Lewis has been mayor in Moore for 20 years as of May 3.
“Some of the best mayors that I have learned from have been mayors in Norman,” Lewis said.
Lewis said Moore and Norman are part of a regional community and should continue to work together toward prosperity for Cleveland County.
“If I don’t get a business in Moore, I still want it to go in Norman,” Lewis said. “The thing we share is county government. It’s not an us-and-them thing. We’re basically a county community. Norman stretches farther than Moore.
“We had a bank robbery the other day, and more Norman police were working it than we were. We share a fire truck from a grant I got. It’s not an us-and-them.
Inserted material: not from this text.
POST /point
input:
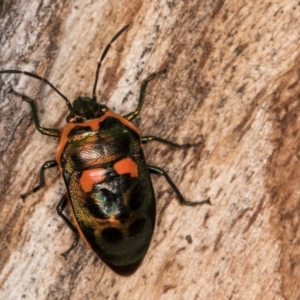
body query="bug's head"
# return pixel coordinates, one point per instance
(84, 109)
That’s reflected in a lot of magazines naming some of the best places to live as Moore and Norman.”
Sunny Side Up moved because of the Robinson Street underpass road project.
Himalayas Aroma of India moved to Moore two years ago after the building the restaurant leased in Norman sold.
“We never had any problem. We moved because they sold the building. That ad by Tom Sherman was written without our permission,” manager Salem Balaji said. “I called the mayor’s office and told her that.”
Iron Starr Barbecue was on Campus Corner at 575 S. University, Suite 110, where Blackbird Gastropub is now located. Blackbird opened in April 2011.
The Physicians Surgical Center moved to Moore last spring when a new, state-of-the-art surgical facility was completed. The owners are a group of physicians who maintain the Orthopedic Sports Medicine Clinic in Norman. This group of doctors has a network of clinics in the region, including Weatherford, Mustang, Pauls Valley and Purcell.